Google prévoit d’ailleurs de mettre à jour son enregistrement dans le Transparency and Consent Framework de l’IAB Europe, le cadre utilisé par une partie du marché publicitaire pour transmettre les choix de consentement des internautes. Elle y déclarera la fonctionnalité permettant d’identifier des appareils à partir d’informations transmises automatiquement, dont l’adresse IP. Cette déclaration ne vaut toutefois pas consentement à elle seule. Elle s’articule aux finalités publicitaires, qui doivent reposer sur un accord valable des internautes concernés.

Message de Google Ads envoyés aux annonceurs, expliquant que l'IP des internautes britanniques, suisse et ressortissants de l'UE sera utilisées à des fins de mesure et de personnalisation publicitaire dès l'été prochain. © BleepingComputer
Message de Google Ads envoyés aux annonceurs, expliquant que l'IP des internautes britanniques, suisse et ressortissants de l'UE sera utilisées à des fins de mesure et de personnalisation publicitaire dès l'été prochain. © BleepingComputer

Un suivi publicitaire plus difficile à contourner, mais pas impossible à limiter

Le terrain était déjà sensible avant même que l’adresse IP n’entre plus franchement dans l’équation. Google a longtemps tenu un discours très critique sur le fingerprinting, au motif que ce type de suivi limitait le contrôle réel des internautes. Début 2025, elle a pourtant assoupli sa position en levant son interdiction de recourir à ces méthodes pour les annonceurs. L’usage de l’adresse IP pour la personnalisation publicitaire s’inscrit dans cette même dynamique, celle d’un suivi qui ne dépend plus uniquement des cookies.

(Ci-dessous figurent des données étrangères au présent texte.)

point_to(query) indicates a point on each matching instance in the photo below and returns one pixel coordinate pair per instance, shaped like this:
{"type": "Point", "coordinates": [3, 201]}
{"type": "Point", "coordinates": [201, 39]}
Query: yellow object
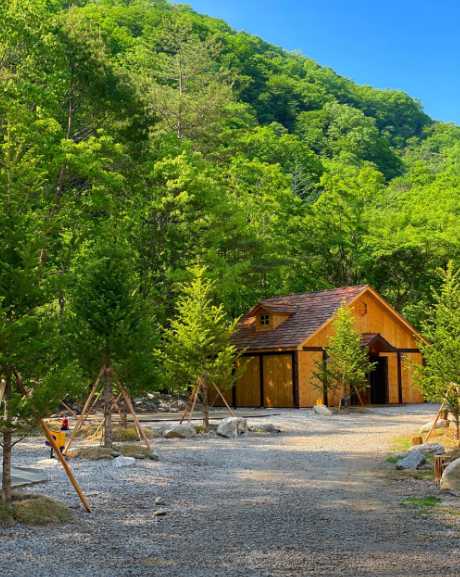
{"type": "Point", "coordinates": [59, 437]}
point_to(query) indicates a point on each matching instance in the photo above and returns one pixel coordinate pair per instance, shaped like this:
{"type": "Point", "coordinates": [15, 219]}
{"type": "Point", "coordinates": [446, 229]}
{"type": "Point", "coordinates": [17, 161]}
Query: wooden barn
{"type": "Point", "coordinates": [283, 337]}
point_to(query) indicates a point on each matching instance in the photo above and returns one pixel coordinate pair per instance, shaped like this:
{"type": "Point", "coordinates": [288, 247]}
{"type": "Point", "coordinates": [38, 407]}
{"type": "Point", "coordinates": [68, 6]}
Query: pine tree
{"type": "Point", "coordinates": [198, 349]}
{"type": "Point", "coordinates": [348, 362]}
{"type": "Point", "coordinates": [112, 323]}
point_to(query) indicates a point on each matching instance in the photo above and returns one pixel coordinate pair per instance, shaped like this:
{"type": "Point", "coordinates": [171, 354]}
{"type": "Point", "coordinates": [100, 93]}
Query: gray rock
{"type": "Point", "coordinates": [430, 449]}
{"type": "Point", "coordinates": [322, 410]}
{"type": "Point", "coordinates": [264, 428]}
{"type": "Point", "coordinates": [441, 424]}
{"type": "Point", "coordinates": [121, 462]}
{"type": "Point", "coordinates": [450, 480]}
{"type": "Point", "coordinates": [232, 427]}
{"type": "Point", "coordinates": [179, 431]}
{"type": "Point", "coordinates": [413, 460]}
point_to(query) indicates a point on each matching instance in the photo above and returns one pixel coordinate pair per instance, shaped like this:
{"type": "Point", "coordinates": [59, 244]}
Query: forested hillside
{"type": "Point", "coordinates": [150, 127]}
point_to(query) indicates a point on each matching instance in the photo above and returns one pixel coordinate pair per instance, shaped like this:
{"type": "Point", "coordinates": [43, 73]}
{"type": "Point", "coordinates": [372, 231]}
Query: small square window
{"type": "Point", "coordinates": [265, 320]}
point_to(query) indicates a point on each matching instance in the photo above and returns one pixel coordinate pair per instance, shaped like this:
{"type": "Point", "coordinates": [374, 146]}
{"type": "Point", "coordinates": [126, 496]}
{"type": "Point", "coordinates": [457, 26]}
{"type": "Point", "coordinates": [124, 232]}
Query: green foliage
{"type": "Point", "coordinates": [348, 363]}
{"type": "Point", "coordinates": [439, 377]}
{"type": "Point", "coordinates": [108, 310]}
{"type": "Point", "coordinates": [197, 344]}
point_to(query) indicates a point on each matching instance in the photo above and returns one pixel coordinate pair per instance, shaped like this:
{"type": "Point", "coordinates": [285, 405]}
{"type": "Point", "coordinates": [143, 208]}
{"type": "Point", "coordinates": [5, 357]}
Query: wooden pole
{"type": "Point", "coordinates": [435, 422]}
{"type": "Point", "coordinates": [86, 408]}
{"type": "Point", "coordinates": [65, 465]}
{"type": "Point", "coordinates": [197, 391]}
{"type": "Point", "coordinates": [225, 400]}
{"type": "Point", "coordinates": [190, 404]}
{"type": "Point", "coordinates": [140, 430]}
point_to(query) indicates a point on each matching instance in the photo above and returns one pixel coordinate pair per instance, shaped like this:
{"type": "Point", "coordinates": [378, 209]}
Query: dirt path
{"type": "Point", "coordinates": [316, 500]}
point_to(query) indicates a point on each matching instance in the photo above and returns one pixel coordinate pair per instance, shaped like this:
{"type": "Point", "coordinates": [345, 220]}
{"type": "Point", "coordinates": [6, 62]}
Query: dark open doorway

Le poids de la publicité, toujours au cœur du modèle économique de Google, donne aussi la mesure du sujet. En 2025, Alphabet a dépassé les 400 milliards de dollars de revenus annuels, tandis que les seules activités publicitaires de Google ont encore généré 82,3 milliards de dollars sur le quatrième trimestre. Au premier trimestre 2026, le groupe a de nouveau publié des résultats en forte hausse, avec un chiffre d’affaires de 109,9 milliards de dollars, en progression de 22 %, porté par la recherche, YouTube et ses services en ligne.

Faut-il en conclure que tout est perdu côté internautes ? Pas tout à fait. Il reste possible de refuser les cookies non essentiels, de limiter la personnalisation des annonces dans son compte Google et, surtout, d’ouvrir les paramètres des fenêtres de consentement plutôt que de tout accepter par défaut. L’exercice est parfois fastidieux, surtout lorsque la liste des partenaires publicitaires s’étire sur plusieurs écrans, mais il permet déjà de réduire une partie du suivi.

Un VPN peut aussi masquer l’adresse IP réelle auprès des sites consultés et des services publicitaires intégrés, en la remplaçant par celle du serveur utilisé. Mais il ne coupe pas tout. Un compte Google connecté, des cookies acceptés, un navigateur reconnaissable ou des identifiants publicitaires actifs peuvent continuer à alimenter le profilage.